Essa questão se contrapõe ao entendimento difundido pelo setor de que a mineração teria uma suposta prioridade sobre outras atividades sociais e econômicas, tais como produção de alimentos ou captação para sistemas de abastecimento de água. Na verdade, existe uma ampla discussão a respeito do quão prioritária ela seria frente a outras atividades, muitas vezes já consolidadas, menos impactantes, economicamente viáveis e com perspectiva de continuidade no longo prazo.

Outro aspecto está associado à questão do contingenciamento de recursos para garantir a execução dos planos de fechamento de mina. Apesar de a legislação existente definir essa responsabilidade, nem sempre ela é cumprida.
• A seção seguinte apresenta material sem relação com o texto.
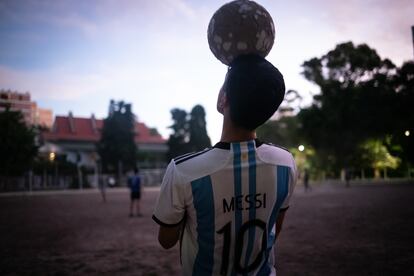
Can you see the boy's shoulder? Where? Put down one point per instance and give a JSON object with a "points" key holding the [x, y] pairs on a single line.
{"points": [[275, 154], [195, 165]]}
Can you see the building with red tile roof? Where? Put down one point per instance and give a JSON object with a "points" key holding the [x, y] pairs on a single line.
{"points": [[76, 138]]}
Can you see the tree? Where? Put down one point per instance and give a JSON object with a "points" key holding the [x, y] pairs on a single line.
{"points": [[199, 139], [356, 100], [282, 132], [178, 140], [117, 147], [189, 132], [17, 144], [403, 116]]}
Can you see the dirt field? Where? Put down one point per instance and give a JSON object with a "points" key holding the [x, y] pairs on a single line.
{"points": [[332, 230]]}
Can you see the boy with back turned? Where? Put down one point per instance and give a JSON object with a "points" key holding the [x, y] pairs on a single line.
{"points": [[226, 204]]}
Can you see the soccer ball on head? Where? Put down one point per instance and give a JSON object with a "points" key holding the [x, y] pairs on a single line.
{"points": [[240, 27]]}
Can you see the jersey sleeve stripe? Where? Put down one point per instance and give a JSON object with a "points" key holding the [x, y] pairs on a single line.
{"points": [[203, 200], [237, 172], [252, 191], [154, 218], [191, 156], [282, 176]]}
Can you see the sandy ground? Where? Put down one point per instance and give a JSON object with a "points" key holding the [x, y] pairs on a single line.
{"points": [[331, 230]]}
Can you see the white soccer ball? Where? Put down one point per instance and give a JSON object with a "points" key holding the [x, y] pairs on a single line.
{"points": [[240, 27]]}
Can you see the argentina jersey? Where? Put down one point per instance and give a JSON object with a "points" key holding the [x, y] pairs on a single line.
{"points": [[228, 198]]}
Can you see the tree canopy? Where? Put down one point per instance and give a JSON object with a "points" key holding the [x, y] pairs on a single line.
{"points": [[357, 101], [117, 144], [189, 132], [17, 144]]}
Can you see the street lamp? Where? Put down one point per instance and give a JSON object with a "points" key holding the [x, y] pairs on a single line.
{"points": [[52, 156]]}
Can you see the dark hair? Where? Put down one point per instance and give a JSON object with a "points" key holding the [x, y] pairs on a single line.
{"points": [[254, 89]]}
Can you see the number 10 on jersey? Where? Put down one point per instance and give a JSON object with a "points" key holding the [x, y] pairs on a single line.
{"points": [[239, 245]]}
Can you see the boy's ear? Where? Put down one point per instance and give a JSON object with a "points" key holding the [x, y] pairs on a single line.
{"points": [[222, 102]]}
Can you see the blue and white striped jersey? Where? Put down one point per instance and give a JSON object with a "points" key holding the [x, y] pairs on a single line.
{"points": [[229, 197]]}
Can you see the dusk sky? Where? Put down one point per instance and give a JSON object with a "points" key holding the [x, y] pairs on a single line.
{"points": [[77, 55]]}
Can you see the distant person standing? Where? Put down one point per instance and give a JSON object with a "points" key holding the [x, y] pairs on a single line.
{"points": [[134, 184]]}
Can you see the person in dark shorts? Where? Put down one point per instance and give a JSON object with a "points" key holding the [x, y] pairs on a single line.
{"points": [[134, 184]]}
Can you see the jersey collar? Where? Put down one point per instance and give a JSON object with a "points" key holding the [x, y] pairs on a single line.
{"points": [[227, 145]]}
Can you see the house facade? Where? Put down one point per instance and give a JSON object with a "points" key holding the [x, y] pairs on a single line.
{"points": [[76, 138]]}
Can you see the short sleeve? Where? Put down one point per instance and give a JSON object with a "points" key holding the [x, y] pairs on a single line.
{"points": [[292, 183], [170, 207]]}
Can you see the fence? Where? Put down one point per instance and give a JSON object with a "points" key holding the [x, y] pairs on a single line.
{"points": [[48, 181]]}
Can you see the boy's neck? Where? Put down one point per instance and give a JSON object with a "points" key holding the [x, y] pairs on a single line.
{"points": [[233, 133]]}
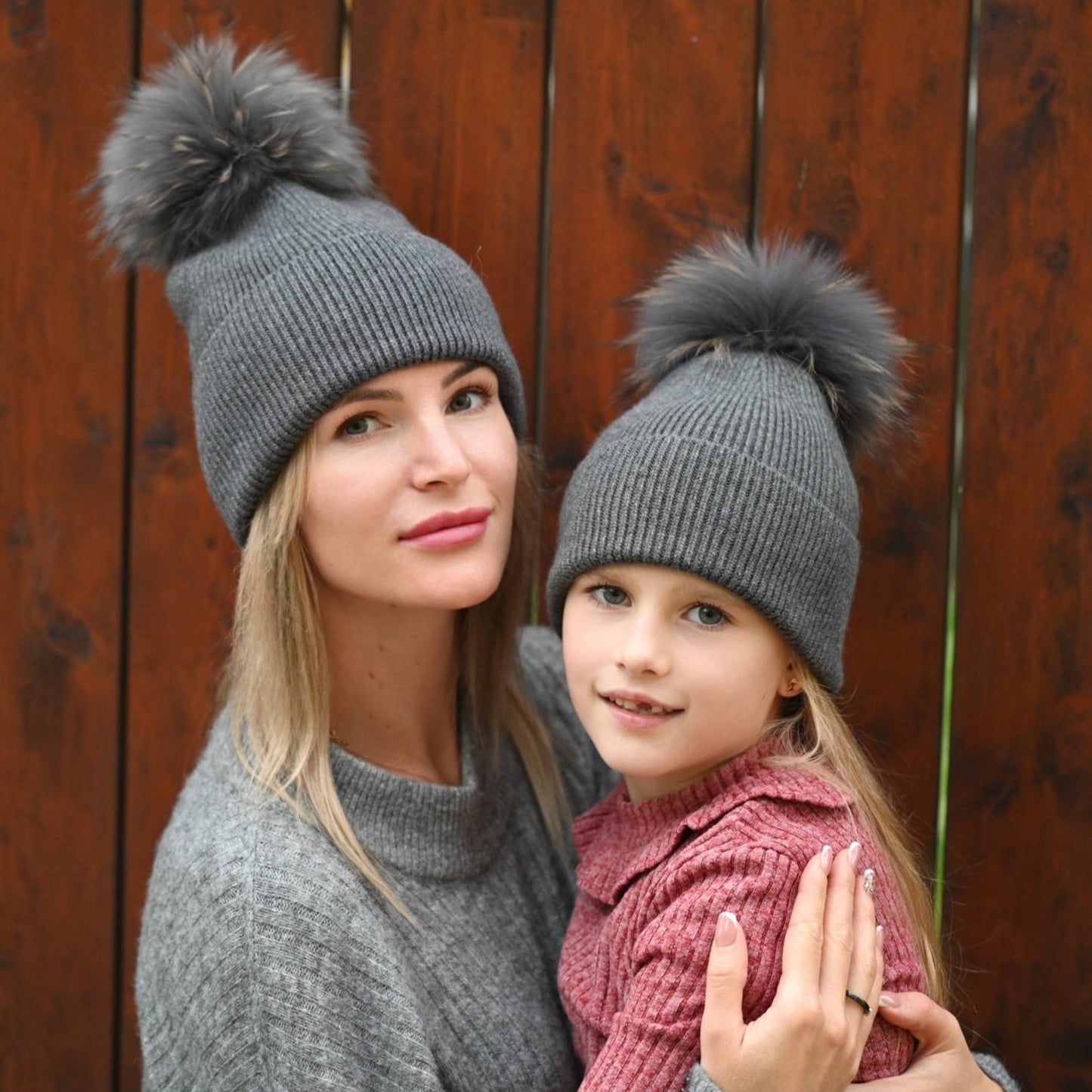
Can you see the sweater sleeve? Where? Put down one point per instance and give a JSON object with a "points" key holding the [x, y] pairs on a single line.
{"points": [[654, 1037], [252, 981]]}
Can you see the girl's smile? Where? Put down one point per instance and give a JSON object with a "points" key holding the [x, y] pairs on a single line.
{"points": [[670, 675]]}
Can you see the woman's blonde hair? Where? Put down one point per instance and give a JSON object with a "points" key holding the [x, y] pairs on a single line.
{"points": [[277, 680], [814, 734]]}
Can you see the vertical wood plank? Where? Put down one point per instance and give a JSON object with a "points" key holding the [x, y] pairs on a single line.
{"points": [[63, 345], [451, 95], [1020, 817], [652, 142], [183, 559], [863, 147]]}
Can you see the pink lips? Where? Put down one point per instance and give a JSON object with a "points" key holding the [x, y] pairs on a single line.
{"points": [[449, 529], [636, 718]]}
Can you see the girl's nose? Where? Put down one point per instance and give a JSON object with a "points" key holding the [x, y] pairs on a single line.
{"points": [[438, 456], [645, 648]]}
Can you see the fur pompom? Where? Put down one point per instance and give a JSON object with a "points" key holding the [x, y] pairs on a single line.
{"points": [[783, 299], [198, 144]]}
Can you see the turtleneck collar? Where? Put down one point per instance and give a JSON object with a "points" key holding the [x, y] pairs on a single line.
{"points": [[424, 829]]}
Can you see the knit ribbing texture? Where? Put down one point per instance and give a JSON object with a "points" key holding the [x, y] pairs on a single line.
{"points": [[654, 877], [314, 296]]}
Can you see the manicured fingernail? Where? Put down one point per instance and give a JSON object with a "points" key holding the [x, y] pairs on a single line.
{"points": [[726, 928]]}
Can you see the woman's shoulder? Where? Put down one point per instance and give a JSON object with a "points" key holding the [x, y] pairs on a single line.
{"points": [[586, 775], [253, 927], [230, 846]]}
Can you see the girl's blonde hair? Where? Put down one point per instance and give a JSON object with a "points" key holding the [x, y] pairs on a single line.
{"points": [[814, 734], [277, 680]]}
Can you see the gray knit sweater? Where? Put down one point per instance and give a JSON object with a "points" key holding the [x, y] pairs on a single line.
{"points": [[265, 962]]}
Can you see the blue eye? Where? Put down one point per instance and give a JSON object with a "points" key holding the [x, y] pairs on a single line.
{"points": [[472, 398], [706, 615], [610, 595]]}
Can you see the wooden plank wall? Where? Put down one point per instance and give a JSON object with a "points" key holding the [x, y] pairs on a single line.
{"points": [[567, 149]]}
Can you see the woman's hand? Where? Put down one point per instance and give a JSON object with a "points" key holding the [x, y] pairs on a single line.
{"points": [[812, 1037], [942, 1060]]}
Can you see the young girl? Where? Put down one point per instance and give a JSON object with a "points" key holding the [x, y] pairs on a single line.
{"points": [[704, 577]]}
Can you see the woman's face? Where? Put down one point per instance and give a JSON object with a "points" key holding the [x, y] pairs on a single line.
{"points": [[410, 490]]}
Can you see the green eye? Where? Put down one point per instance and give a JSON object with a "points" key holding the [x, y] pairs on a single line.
{"points": [[470, 399], [706, 615], [610, 595], [360, 426]]}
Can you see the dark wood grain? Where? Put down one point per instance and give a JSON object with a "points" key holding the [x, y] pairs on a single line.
{"points": [[451, 95], [652, 145], [1021, 820], [183, 559], [63, 394], [863, 149]]}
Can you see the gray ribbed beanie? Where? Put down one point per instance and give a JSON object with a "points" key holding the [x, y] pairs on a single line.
{"points": [[765, 370], [294, 281]]}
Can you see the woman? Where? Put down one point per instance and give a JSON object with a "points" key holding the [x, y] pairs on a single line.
{"points": [[366, 879]]}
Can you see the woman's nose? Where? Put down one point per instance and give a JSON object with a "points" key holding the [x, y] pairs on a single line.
{"points": [[438, 456], [645, 648]]}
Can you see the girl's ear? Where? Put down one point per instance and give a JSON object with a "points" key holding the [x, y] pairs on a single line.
{"points": [[790, 685]]}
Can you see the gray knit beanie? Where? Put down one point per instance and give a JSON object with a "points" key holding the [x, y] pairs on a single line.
{"points": [[765, 370], [294, 280]]}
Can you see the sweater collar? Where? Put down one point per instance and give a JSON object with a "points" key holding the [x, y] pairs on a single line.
{"points": [[437, 831], [618, 840]]}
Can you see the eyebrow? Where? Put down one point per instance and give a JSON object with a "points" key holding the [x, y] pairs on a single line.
{"points": [[610, 571], [366, 393]]}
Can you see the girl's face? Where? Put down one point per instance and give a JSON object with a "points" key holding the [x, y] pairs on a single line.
{"points": [[410, 488], [670, 675]]}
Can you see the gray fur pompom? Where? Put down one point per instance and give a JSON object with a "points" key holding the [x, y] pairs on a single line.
{"points": [[785, 299], [198, 144]]}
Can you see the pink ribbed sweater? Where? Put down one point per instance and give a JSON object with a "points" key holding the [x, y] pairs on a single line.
{"points": [[652, 880]]}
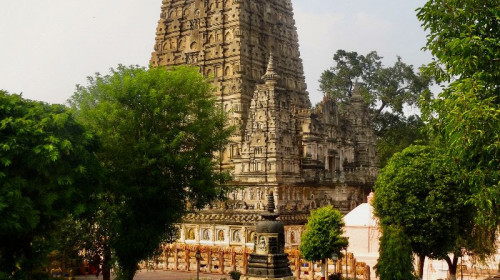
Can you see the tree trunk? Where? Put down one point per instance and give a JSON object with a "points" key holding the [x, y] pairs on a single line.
{"points": [[323, 269], [452, 266], [106, 269], [421, 261], [127, 272]]}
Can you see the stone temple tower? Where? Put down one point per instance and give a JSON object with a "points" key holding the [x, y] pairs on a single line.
{"points": [[230, 41], [306, 157]]}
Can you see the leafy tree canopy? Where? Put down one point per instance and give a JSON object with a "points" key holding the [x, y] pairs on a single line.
{"points": [[323, 235], [464, 37], [159, 131], [387, 90], [383, 87], [395, 133], [419, 191], [395, 260], [47, 171]]}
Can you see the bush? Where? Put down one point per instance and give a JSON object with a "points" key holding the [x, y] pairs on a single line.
{"points": [[235, 275]]}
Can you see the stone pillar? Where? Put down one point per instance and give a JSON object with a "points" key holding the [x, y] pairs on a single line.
{"points": [[176, 257], [221, 261], [245, 261], [186, 258], [209, 261]]}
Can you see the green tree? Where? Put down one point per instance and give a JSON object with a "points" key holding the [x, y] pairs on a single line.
{"points": [[386, 89], [464, 38], [395, 133], [159, 131], [395, 260], [47, 171], [419, 192], [323, 235], [382, 87]]}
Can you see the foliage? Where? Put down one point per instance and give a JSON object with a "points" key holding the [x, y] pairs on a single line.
{"points": [[235, 275], [323, 235], [464, 37], [159, 131], [395, 133], [395, 260], [419, 192], [386, 89], [47, 171], [383, 87]]}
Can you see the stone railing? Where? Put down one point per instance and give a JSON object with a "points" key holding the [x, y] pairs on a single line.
{"points": [[222, 260]]}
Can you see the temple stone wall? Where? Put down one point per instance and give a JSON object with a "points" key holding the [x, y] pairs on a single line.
{"points": [[308, 157], [222, 260]]}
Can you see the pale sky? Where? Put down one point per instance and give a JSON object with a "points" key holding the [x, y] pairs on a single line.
{"points": [[49, 46]]}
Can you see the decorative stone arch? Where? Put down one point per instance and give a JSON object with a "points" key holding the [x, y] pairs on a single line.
{"points": [[193, 46], [220, 235], [228, 71], [236, 236], [205, 235]]}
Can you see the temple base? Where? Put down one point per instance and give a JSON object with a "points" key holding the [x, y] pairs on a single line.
{"points": [[264, 278]]}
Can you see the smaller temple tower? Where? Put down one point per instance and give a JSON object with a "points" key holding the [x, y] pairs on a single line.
{"points": [[269, 261]]}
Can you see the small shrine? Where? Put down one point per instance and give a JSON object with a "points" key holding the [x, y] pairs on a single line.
{"points": [[269, 260]]}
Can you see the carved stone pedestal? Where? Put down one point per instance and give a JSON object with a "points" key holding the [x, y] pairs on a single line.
{"points": [[269, 262]]}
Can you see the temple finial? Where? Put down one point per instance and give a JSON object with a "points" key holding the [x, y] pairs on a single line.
{"points": [[271, 77], [270, 203]]}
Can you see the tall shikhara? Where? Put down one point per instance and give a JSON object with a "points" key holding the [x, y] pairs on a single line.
{"points": [[306, 157]]}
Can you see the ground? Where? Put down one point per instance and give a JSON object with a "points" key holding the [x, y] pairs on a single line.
{"points": [[164, 275]]}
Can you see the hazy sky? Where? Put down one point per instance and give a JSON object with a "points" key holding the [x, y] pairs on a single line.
{"points": [[49, 46]]}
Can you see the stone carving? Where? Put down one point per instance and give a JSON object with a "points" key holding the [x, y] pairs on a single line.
{"points": [[308, 157]]}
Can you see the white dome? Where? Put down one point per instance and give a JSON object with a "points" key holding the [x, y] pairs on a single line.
{"points": [[361, 216]]}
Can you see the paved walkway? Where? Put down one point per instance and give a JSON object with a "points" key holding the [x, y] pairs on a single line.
{"points": [[164, 275]]}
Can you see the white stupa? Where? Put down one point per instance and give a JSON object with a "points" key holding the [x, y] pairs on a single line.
{"points": [[363, 232]]}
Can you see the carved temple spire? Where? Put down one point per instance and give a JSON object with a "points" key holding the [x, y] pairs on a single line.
{"points": [[356, 93], [271, 77], [270, 203]]}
O contingenciamento de recursos para garantir o correto fechamento das minas e a recuperação de áreas degradadas, apesar de ser aplicado em diferentes países como África do Sul, Austrália, Canadá, Chile, Índia e Gana não foi incluído nem no Projeto de Lei do Executivo, nem nos substitutivos apresentados pela Comissão Especial.

A não inclusão de elementos como esse sugerem um caráter extremamente setorial e uma perspectiva muito limitada das propostas do novo código mineral. Dessa forma, a principal estratégia que enxergo para aprimorar as propostas existentes é o aprofundamento das discussões e uma ampliação dos debates de forma democrática e por meio da participação direta dos grupos envolvidos.